Genes with notably negative correlations between DNA methylation and gene expression levels, are involved in various gene ontologies and pathways, or play an important role in different diseases were regarded as candidate genes. Based on the above criteria, we selected 19 genes to validate the invasive behavior of NFPA and performed pyrosequencing and RT-PCR to validate their DNA methylation and expression levels.

A significant increase in DNA methylation levels in the invasive tumors compared with non-invasive tumors was observed for the following eleven genes: PHYHD1, LTBR, C22orf42, PRR5, ANKDD1A, RAB13, CAMKV, KIFC3, WNT4, STAT6, GBGT1 and GALNT14 (Fig. 5a, b, d–k, Additional file 2: Figure S1e, f). Decreased methylation levels were observed in MYBPHL (Fig. 5c). Conversely, no significant DNA methylation changes were found for SLC12A4, PDE9A, PDLIM4, CHD5, LHX3 and BATF2 (Additional file 2: Figure S1a–d, g, h).

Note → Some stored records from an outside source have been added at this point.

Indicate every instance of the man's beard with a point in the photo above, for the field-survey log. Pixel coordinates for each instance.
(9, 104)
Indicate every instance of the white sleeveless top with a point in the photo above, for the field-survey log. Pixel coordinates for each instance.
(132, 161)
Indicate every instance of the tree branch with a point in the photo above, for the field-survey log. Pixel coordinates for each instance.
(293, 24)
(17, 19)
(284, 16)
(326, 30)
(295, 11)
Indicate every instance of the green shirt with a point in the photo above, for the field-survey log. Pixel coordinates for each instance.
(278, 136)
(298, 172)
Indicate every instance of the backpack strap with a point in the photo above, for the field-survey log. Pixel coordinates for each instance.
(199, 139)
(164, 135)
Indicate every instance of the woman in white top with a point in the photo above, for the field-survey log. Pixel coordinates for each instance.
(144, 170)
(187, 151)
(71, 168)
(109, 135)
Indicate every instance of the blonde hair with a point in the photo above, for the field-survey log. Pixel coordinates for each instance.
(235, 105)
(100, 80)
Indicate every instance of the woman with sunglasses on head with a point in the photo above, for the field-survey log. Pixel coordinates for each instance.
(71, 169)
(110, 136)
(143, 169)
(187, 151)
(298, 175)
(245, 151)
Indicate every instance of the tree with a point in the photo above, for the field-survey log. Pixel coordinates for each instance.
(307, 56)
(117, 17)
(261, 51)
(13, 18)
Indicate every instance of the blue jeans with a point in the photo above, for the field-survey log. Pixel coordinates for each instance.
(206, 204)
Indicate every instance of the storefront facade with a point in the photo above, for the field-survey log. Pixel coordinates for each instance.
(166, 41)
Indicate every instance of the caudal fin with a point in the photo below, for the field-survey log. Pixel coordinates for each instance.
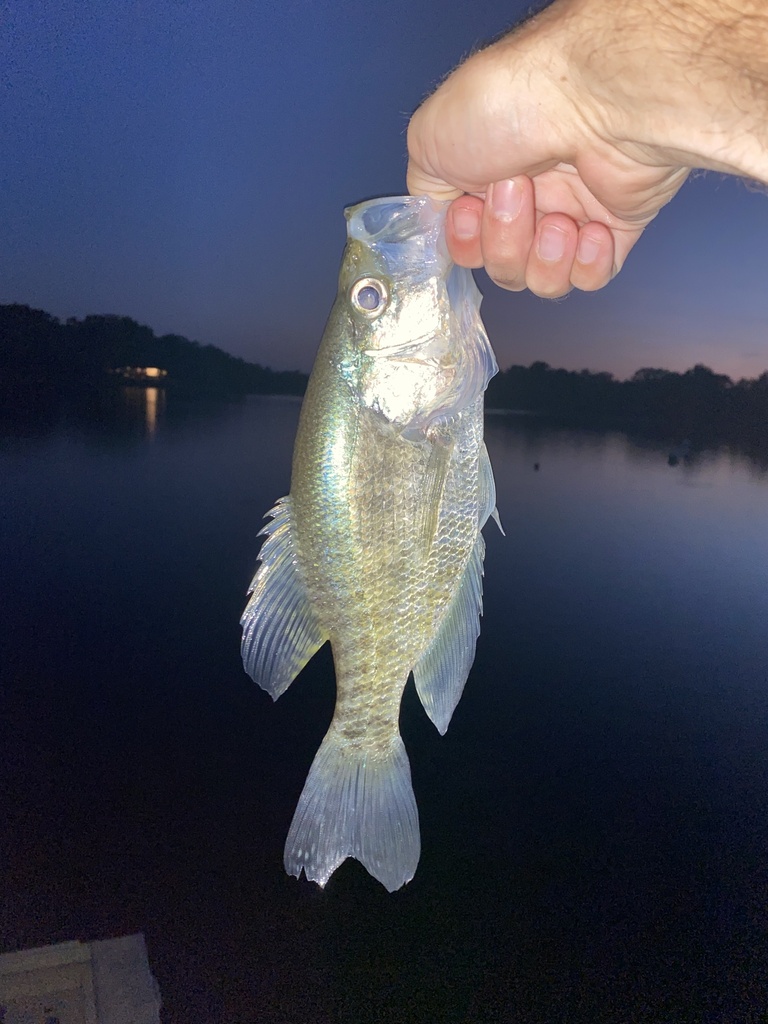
(355, 805)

Expression levels of were assessed by RT-PCR using the same tumor samples that were used for pyrosequencing. A significant decrease in the expression level between invasive and non-invasive tumors were observed in following thirteen genes: PHYHD1, LTBR, C22orf42, PRR5, ANKDD1A, RAB13, CAMKV, KIFC3, WNT4, STAT6, SLC12A4, PDE9A and LHX3 (Fig. 5a, b, d–k, Additional file 2: Figure S1a, b, g). In contrast, increased expression w was observed for MYBPHL (Fig. 5c) whereas no significant change in expression was detected for PDLIM4, CHD5, GBGT1, GALNT14 and BATF2 (Additional file 2: Figure S1c–f, h).

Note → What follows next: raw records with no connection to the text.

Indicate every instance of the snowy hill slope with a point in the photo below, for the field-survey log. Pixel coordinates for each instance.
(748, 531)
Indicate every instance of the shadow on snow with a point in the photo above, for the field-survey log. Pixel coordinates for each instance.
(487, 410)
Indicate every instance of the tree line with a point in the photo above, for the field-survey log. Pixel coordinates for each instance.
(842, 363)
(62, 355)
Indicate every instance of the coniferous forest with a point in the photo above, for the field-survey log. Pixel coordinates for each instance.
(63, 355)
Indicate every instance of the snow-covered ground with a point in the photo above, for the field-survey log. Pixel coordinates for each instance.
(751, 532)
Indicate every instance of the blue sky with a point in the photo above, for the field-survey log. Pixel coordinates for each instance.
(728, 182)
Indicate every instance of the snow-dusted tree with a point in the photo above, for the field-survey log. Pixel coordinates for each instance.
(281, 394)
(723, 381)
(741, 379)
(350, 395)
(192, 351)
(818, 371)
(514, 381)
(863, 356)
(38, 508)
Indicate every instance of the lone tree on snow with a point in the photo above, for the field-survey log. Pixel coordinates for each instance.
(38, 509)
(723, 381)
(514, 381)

Pearson analyses showed a significantly negative correlation between the methylation status and expression levels of PHYHD1, LTBR, MYBPHL, C22orf42, PRR5, ANKDD1A, RAB13, CAMKV, KIFC3, WNT4 and STAT6 (Fig. 5a–k).

Fig. 5

Evaluation of DNA methylation and expression levels of selected genes. The DNA methylation status, expression levels and Pearson correlation of PHYHD1 (a), LTBR (b), MYBPHL (c), C22orf42 (d), PRR5 (e), ANKDD1A (f), RAB13 (g), CAMKV (h), KIFC3 (i), WNT4 (j) and STAT6 (k) are shown. Each dot represents the average DNA methylation and gene expression level for every sample. *p < 0.05, **p < 0.01, ***p < 0.001

These results confirmed that the methylation and expression levels of PHYHD1, LTBR, MYBPHL, C22orf42, PRR5, ANKDD1A, RAB13, CAMKV, KIFC3, WNT4 and STAT6 were consistent with the results of DNA methylation and mRNA microarray analyses. These genes may play a pivotal role in the invasive behavior of NFPA.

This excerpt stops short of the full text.